1939-1945 : des architectes en mission

CULTURE

EXPOSITION – La Cité de l'architecture et du patrimoine, à Paris, présente jusqu'au 8 septembre ''Architecture en uniforme, projeter et construire pour la seconde guerre mondiale''. Un parcours qui plonge le visiteur dans un monde de bunkers, d'abris anti-aérien, de villes rasées et d'usine militaire gigantesque.

Edifications de bunker, camouflages d'aérodrome, plans de reconstruction de ville rasée... pendant la Seconde guerre mondiale, la mobilisation des architectes a été de taille. Pour découvrir leurs travaux, rendez-vous à la Cité de l'architecture et du patrimoine, à Paris, qui présente jusqu'au 8 septembre l'exposition ''Architecture en uniforme''. En préambule, une galerie de portraits des grands constructeurs de cette époque accueille le visiteur. Parmi eux : plusieurs Français dont Le Corbusier, qui collabora avec Vichy, Auguste Perret, premier président de l'Ordre des architectes créé en 1940, ou le résistant Jean Prouvé.

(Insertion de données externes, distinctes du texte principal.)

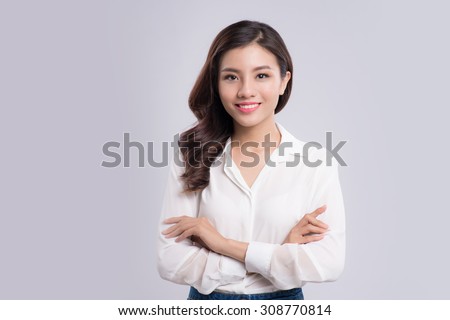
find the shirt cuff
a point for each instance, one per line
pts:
(258, 257)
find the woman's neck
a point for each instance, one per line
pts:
(260, 133)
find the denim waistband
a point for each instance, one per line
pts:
(292, 294)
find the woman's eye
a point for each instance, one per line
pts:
(230, 77)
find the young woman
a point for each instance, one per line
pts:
(240, 212)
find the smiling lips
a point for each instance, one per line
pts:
(247, 107)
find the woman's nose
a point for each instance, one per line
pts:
(246, 89)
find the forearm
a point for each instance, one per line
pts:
(233, 249)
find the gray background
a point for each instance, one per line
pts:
(76, 74)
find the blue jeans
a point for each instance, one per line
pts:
(293, 294)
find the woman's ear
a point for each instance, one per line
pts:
(284, 82)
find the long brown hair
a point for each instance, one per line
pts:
(201, 144)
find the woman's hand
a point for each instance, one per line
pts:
(308, 229)
(199, 229)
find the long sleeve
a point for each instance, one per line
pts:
(183, 262)
(289, 265)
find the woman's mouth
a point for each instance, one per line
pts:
(247, 107)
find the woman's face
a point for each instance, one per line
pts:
(250, 84)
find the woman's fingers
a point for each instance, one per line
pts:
(308, 239)
(314, 229)
(316, 222)
(311, 218)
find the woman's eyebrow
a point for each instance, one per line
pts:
(237, 71)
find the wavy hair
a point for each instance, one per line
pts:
(201, 144)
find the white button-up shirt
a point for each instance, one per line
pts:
(285, 190)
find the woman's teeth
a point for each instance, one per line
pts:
(248, 106)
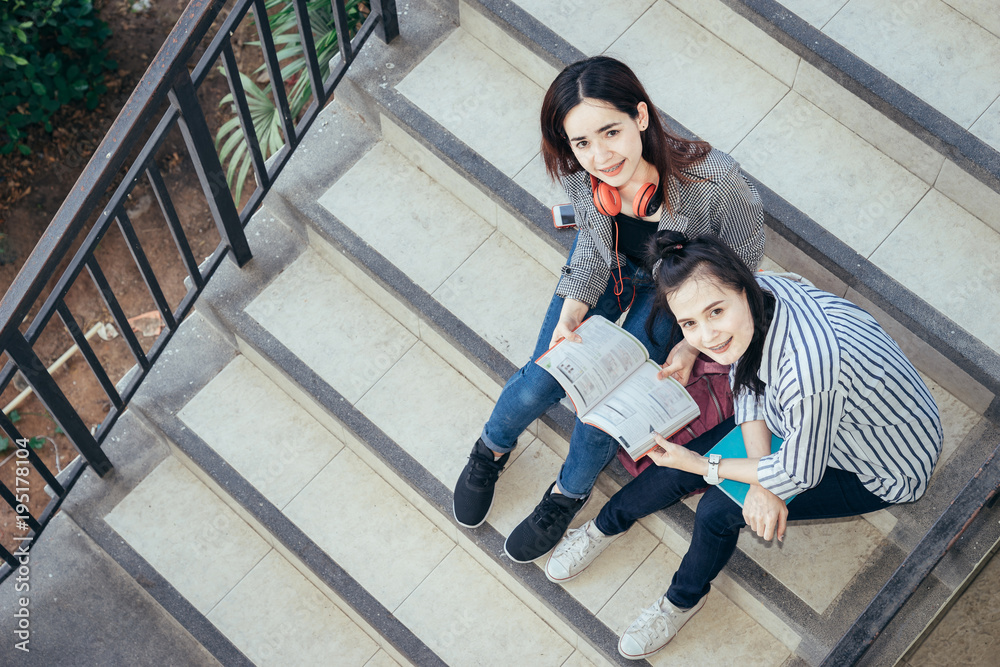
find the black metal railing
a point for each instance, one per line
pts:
(165, 98)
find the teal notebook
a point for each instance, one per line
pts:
(731, 447)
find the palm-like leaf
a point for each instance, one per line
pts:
(230, 140)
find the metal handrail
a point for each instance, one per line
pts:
(142, 126)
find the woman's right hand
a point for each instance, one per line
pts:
(570, 318)
(680, 363)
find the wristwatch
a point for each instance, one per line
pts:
(713, 469)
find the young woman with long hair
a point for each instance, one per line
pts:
(860, 429)
(627, 177)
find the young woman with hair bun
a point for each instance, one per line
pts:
(860, 429)
(627, 177)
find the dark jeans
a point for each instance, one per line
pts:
(718, 520)
(532, 390)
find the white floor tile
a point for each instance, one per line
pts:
(983, 13)
(382, 659)
(277, 617)
(591, 36)
(265, 435)
(743, 36)
(188, 534)
(369, 529)
(534, 179)
(829, 173)
(578, 660)
(468, 602)
(816, 12)
(843, 545)
(509, 48)
(502, 294)
(871, 125)
(695, 77)
(970, 193)
(331, 325)
(429, 410)
(496, 113)
(987, 127)
(948, 258)
(413, 221)
(927, 47)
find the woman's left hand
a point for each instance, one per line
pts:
(765, 513)
(668, 455)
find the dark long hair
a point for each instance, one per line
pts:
(674, 258)
(611, 81)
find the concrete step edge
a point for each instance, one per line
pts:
(421, 488)
(882, 93)
(157, 407)
(796, 241)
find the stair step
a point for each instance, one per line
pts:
(101, 614)
(407, 404)
(863, 279)
(232, 575)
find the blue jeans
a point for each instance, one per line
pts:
(718, 519)
(531, 391)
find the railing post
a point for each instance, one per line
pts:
(56, 403)
(388, 27)
(208, 167)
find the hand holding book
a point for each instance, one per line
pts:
(614, 386)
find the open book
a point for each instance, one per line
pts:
(613, 385)
(732, 447)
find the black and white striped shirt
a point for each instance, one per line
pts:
(841, 394)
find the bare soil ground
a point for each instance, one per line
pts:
(32, 188)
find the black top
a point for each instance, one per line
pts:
(633, 235)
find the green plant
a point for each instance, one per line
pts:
(229, 140)
(50, 54)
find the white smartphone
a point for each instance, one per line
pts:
(562, 216)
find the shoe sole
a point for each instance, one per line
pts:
(627, 656)
(466, 525)
(532, 560)
(573, 576)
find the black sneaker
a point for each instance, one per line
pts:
(474, 489)
(536, 535)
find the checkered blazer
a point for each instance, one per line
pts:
(722, 202)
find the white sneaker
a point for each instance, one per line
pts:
(575, 551)
(655, 626)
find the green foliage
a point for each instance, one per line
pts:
(50, 54)
(229, 140)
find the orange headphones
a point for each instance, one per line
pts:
(608, 200)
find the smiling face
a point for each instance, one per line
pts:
(714, 318)
(608, 143)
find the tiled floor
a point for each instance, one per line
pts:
(929, 48)
(674, 56)
(969, 634)
(502, 100)
(228, 572)
(473, 263)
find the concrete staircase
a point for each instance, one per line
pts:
(282, 491)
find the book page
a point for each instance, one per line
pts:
(641, 405)
(588, 371)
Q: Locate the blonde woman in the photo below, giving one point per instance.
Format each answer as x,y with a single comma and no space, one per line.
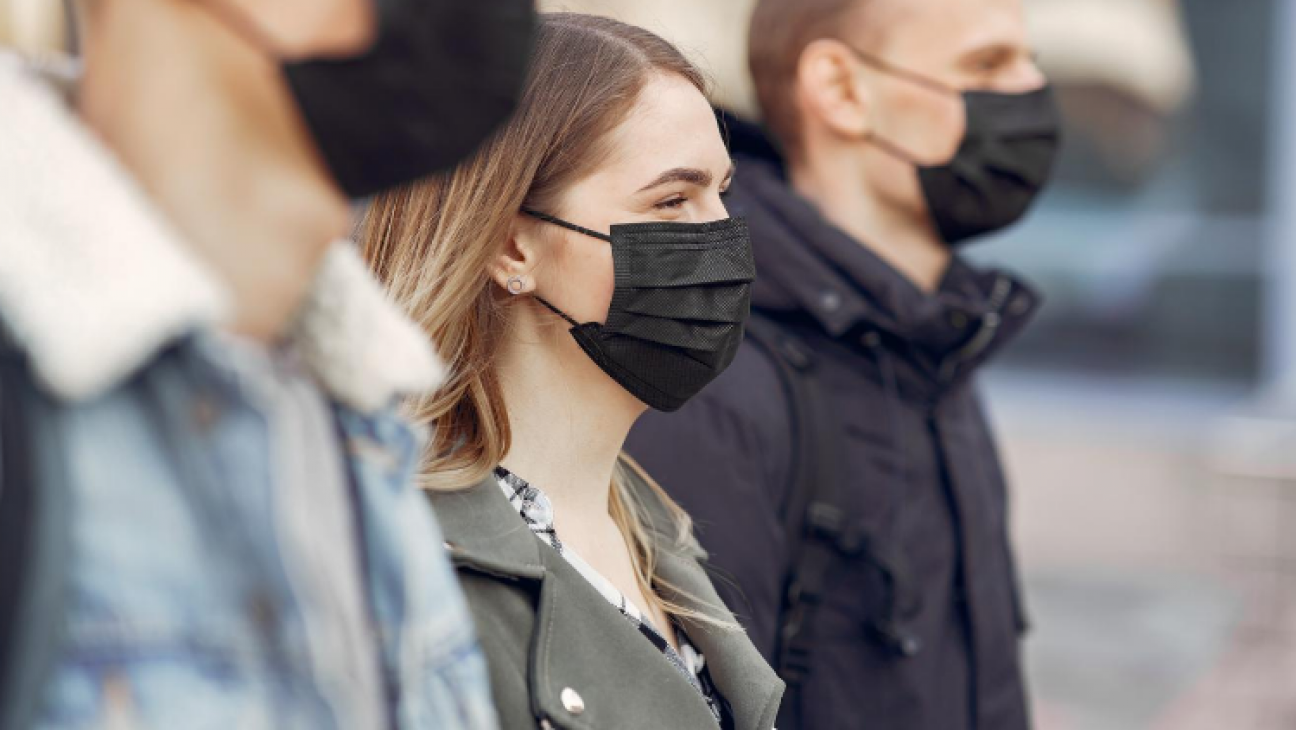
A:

Le parcours débute ensuite violemment avec des photos et des films d'époque présentant les ravages causés par l'aviation. De la ville espagnole de Guernica, détruite en 1937, à Londres, terrorisée par le Blitz – campagne de bombardements massifs entre 1940 et 1941 – en passant par la destruction à 93% du centre historique de Cologne, aucun pays n'est épargné. Les architectes ont beau concevoir des abris anti-aérien, ceux-ci se révèlent souvent dérisoires face à la violence des attaques. B-17, B-24, JU52, JU290... sur deux grandes toiles suspendues au plafond, le public peut d'ailleurs découvrir les silhouettes des avions classés en fonction de leur camp.

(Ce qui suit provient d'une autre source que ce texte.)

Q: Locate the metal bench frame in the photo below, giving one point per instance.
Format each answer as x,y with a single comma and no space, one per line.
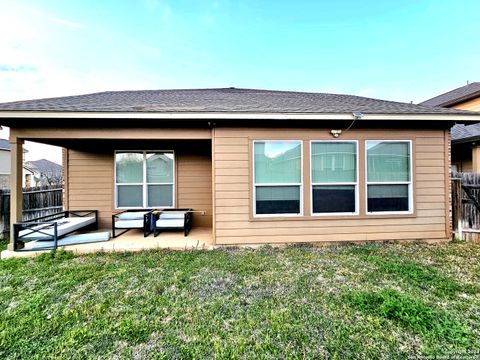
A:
49,221
147,228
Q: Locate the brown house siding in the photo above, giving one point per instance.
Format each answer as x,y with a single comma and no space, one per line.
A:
90,182
235,223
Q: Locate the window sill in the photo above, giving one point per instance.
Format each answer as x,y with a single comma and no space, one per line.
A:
332,217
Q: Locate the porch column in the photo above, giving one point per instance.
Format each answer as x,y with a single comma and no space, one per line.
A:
16,195
476,158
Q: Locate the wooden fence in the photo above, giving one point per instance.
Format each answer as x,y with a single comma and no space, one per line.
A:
37,201
466,205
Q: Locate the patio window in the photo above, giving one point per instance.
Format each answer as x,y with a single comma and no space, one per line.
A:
144,179
389,177
277,177
334,177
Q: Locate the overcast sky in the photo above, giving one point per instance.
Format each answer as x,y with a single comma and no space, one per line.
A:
394,50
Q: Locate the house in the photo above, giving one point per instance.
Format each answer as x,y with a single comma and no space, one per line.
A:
45,172
5,166
465,144
257,166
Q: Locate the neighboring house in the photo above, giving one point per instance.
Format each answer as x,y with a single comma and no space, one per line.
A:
264,166
45,172
5,167
465,139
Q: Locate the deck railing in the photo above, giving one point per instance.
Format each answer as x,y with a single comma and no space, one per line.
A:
37,201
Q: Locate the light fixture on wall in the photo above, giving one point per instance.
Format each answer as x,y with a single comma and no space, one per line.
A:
335,133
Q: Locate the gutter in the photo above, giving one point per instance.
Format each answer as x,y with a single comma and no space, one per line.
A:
466,116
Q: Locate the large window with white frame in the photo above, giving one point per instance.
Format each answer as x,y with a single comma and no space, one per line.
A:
389,176
144,179
277,177
334,177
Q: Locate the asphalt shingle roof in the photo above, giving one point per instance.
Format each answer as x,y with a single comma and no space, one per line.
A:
465,132
226,100
455,96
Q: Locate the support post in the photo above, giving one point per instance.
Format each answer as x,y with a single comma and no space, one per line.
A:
457,207
476,158
16,195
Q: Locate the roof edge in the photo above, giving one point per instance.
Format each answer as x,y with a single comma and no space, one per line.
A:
463,116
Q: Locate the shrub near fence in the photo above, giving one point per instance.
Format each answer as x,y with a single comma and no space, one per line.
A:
37,201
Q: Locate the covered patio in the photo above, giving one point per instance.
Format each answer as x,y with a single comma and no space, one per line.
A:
91,181
200,238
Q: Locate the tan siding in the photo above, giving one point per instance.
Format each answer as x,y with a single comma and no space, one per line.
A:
234,222
90,183
91,179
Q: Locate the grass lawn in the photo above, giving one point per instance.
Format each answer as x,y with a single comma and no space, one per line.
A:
372,301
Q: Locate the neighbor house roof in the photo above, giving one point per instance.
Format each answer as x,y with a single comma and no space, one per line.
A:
465,133
44,166
455,96
226,100
5,145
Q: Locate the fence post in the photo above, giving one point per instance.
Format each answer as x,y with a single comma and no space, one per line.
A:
457,207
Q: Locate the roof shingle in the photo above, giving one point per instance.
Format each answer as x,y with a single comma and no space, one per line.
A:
221,100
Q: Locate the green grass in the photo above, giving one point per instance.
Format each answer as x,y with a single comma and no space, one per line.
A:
3,244
352,302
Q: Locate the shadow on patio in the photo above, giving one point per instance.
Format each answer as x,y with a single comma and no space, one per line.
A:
133,240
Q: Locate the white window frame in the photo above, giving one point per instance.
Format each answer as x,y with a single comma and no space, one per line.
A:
144,184
409,183
300,185
355,184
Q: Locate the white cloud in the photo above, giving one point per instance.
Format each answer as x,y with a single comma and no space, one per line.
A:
365,92
68,23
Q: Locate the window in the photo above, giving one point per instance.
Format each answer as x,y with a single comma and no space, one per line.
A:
334,177
389,178
144,179
277,177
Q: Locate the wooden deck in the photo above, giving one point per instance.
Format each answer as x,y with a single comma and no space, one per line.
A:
133,240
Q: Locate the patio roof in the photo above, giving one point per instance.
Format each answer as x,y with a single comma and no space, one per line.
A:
222,100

L'invincibilité du Mur de l'Atlantique

Suit la présentation des innovations liées au manque de matière première ou à la nécessité de se plier à certaines obligations comme celles du black-out, qui imposait d'éteindre toute source lumineuse pour échapper aux bombes. Aux Etats-Unis, la première usine sans fenêtre est ainsi construite. En France, Jean Prouvé et Le corbusier dessinent, eux, des plans d'''écoles volantes'' constituées de bâtiments transportables censés suivre les populations en exode. Les préfabriqués se multiplient également à l'instar du port artificiel de Mulberry, bâti à Arromanches en Normandie, pour permettre le débarquement. Plusieurs affiches allemandes, éditées en français, vantent, par ailleurs, l'invincibilité du Mur de l'Atlantique, série de bunkers qui s'étalaient sur 2685 kilomètres entre la Norvège et les Pays Basques.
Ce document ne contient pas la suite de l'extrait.